As I open the back door to survey the damage, I say a little prayer that I don't get lost in the flotsam and jetsam collected therein, check my cell phone to ensure the batteries are charged, and tuck a couple of granola bars into my socks just in case. One day that Survivorman guy is going to shoot an entire episode inside our Nissan Murano, I'm sure of it. So here's a partial list of what I found...

Nine socks, thirteen books, four and a half pairs of shoes, three blueberries, twenty six stickers drowning in pools of melted petroleum that once held them fast to leather seats (thank god for leather), six Chic-Fil-A waffle fries without the first sign of decay, three battery operated toys (the most annoying one with dead batteries... lucky me), one soiled pull-up (number one, again, very lucky), an unopened package of pop-tarts, seven Capri Sun packages (none of which were totally empty), two shirts, one skirt, my baseball cap that has been missing for weeks, two sippy cups full of fermented apple juice, three toy cars, one toy dump truck, a baker's dozen melted crayons, seven grams by weight of unidentified crumbs, and enough raisins to choke a baboon.

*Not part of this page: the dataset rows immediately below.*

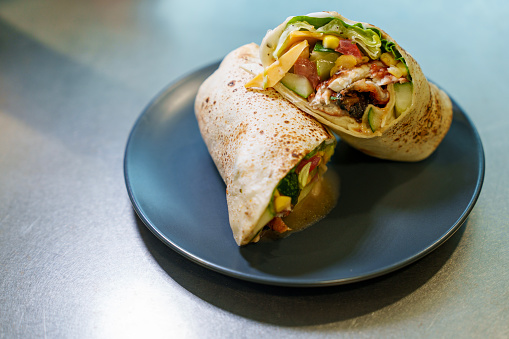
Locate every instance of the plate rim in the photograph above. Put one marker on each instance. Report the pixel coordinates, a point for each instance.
(288, 281)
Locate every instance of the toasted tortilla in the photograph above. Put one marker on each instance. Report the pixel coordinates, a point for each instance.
(255, 137)
(412, 136)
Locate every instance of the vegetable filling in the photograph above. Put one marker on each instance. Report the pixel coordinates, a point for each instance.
(341, 69)
(294, 187)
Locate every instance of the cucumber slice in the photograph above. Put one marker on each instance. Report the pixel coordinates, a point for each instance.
(323, 68)
(403, 93)
(298, 83)
(375, 118)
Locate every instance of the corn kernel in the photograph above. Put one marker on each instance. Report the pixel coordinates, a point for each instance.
(305, 53)
(344, 62)
(402, 67)
(388, 59)
(395, 71)
(331, 41)
(282, 203)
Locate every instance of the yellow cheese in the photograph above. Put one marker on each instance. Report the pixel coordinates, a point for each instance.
(297, 36)
(277, 70)
(282, 203)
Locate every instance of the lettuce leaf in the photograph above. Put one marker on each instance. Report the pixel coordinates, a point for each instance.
(367, 39)
(390, 47)
(284, 38)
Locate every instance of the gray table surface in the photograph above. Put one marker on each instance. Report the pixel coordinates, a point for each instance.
(75, 261)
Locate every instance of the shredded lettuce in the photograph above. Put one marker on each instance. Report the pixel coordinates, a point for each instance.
(390, 47)
(367, 39)
(284, 38)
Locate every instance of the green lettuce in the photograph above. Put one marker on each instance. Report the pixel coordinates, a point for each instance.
(367, 39)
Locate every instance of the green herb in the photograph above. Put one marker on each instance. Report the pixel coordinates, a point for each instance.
(289, 186)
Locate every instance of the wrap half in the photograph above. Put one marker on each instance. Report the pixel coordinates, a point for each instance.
(269, 153)
(354, 78)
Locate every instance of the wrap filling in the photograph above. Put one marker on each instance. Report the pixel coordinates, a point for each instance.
(341, 70)
(293, 188)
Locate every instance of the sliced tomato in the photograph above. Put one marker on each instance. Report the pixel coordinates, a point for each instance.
(278, 225)
(349, 48)
(315, 161)
(307, 68)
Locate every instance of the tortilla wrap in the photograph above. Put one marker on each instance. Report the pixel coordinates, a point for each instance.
(410, 136)
(255, 138)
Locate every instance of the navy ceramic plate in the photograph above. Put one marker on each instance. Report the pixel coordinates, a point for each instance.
(388, 215)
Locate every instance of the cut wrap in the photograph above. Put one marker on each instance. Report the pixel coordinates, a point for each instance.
(268, 152)
(379, 100)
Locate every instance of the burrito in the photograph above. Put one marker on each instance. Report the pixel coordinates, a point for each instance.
(269, 153)
(354, 78)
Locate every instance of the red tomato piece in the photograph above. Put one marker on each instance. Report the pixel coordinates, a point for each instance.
(307, 68)
(348, 47)
(278, 225)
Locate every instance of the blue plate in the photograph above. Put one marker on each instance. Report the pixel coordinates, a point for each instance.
(388, 215)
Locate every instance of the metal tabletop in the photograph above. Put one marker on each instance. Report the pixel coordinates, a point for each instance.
(75, 260)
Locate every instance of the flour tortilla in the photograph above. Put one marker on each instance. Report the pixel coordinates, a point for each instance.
(255, 137)
(413, 136)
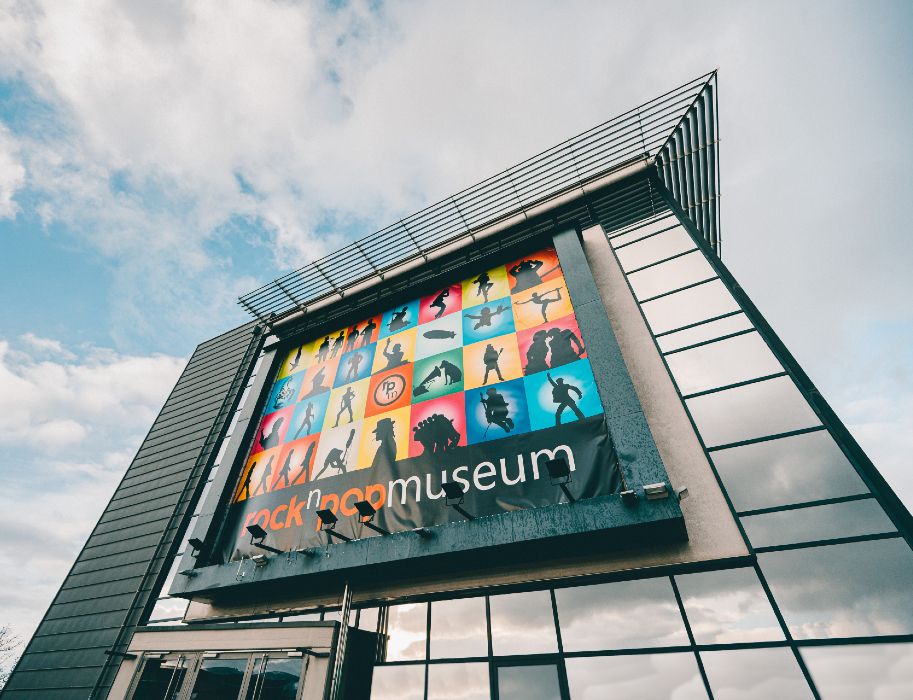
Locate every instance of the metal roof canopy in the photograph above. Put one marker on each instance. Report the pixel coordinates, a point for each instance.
(677, 133)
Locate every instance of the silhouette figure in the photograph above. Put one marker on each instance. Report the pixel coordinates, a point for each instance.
(565, 346)
(526, 274)
(485, 316)
(394, 357)
(490, 358)
(337, 344)
(561, 395)
(263, 484)
(284, 471)
(398, 320)
(450, 373)
(271, 439)
(336, 458)
(536, 354)
(497, 411)
(352, 339)
(345, 404)
(323, 349)
(367, 332)
(439, 303)
(306, 462)
(352, 363)
(307, 421)
(295, 362)
(436, 434)
(317, 386)
(484, 285)
(386, 449)
(542, 301)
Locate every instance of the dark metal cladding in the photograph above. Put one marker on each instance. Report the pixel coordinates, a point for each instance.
(114, 581)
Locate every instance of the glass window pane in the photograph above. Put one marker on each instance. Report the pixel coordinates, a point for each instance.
(724, 607)
(705, 331)
(523, 623)
(458, 628)
(877, 671)
(674, 274)
(398, 683)
(458, 682)
(623, 615)
(406, 631)
(657, 247)
(818, 523)
(636, 677)
(755, 674)
(219, 679)
(843, 590)
(277, 681)
(690, 306)
(757, 410)
(790, 470)
(528, 682)
(722, 363)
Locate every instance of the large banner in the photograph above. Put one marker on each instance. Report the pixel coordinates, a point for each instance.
(479, 383)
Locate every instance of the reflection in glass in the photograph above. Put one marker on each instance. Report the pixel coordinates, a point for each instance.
(398, 683)
(843, 590)
(458, 682)
(818, 523)
(756, 410)
(528, 682)
(276, 679)
(636, 677)
(705, 331)
(458, 628)
(522, 623)
(674, 274)
(655, 248)
(689, 306)
(406, 631)
(623, 615)
(882, 671)
(728, 606)
(722, 363)
(755, 674)
(219, 679)
(790, 470)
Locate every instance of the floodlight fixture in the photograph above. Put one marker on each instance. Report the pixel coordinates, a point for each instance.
(257, 535)
(328, 521)
(454, 496)
(559, 471)
(366, 513)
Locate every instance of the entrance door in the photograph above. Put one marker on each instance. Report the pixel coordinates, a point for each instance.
(539, 678)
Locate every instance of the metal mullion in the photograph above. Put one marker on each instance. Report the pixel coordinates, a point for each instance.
(736, 385)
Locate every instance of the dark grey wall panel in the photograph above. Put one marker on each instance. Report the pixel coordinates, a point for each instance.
(113, 584)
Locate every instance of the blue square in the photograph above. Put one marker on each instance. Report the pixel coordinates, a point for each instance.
(506, 413)
(572, 396)
(401, 318)
(355, 365)
(487, 321)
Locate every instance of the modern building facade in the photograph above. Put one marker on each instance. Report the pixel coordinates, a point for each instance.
(531, 442)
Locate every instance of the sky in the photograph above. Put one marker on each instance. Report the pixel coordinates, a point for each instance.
(159, 159)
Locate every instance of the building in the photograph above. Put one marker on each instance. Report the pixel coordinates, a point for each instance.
(531, 442)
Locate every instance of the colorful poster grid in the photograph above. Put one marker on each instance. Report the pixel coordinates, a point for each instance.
(494, 356)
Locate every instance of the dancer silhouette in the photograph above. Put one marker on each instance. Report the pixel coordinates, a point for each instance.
(561, 395)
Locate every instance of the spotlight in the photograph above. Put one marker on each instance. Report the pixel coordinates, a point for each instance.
(257, 535)
(453, 498)
(366, 513)
(328, 522)
(559, 471)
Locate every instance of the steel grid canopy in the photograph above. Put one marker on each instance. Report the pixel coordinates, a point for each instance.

And I learned something in the process which I will share with you now. Are you listening? YOU WILL NEVER, EVER, GET THAT PADDING OFF OF YOUR TODDLER'S CAR SEAT SO THAT YOU MAY WASH IT CLEAN OF URINE WITHOUT SEVERAL TOOLS WHICH YOU DO NOT CURRENTLY POSSESS OR WITHOUT SEVERELY DAMAGING SAID CAR SEAT SO JUST DO YOURSELF A FAVOR AND PUT IT OUT IN THE SUN TO DRY BEFORE YOU PAINT YOURSELF RED AND RUN THROUGH THE NEIGHBORHOOD SCREAMING "I NEVER LEAVE MUFFLE MOUNTAIN AND I DON'T FRIGHTEN YOUR HORSE AND I WILL PROTECT THE LOST ENGINE EVEN THOUGH I CAN'T MAKE HER STEAM. HOO HOO!"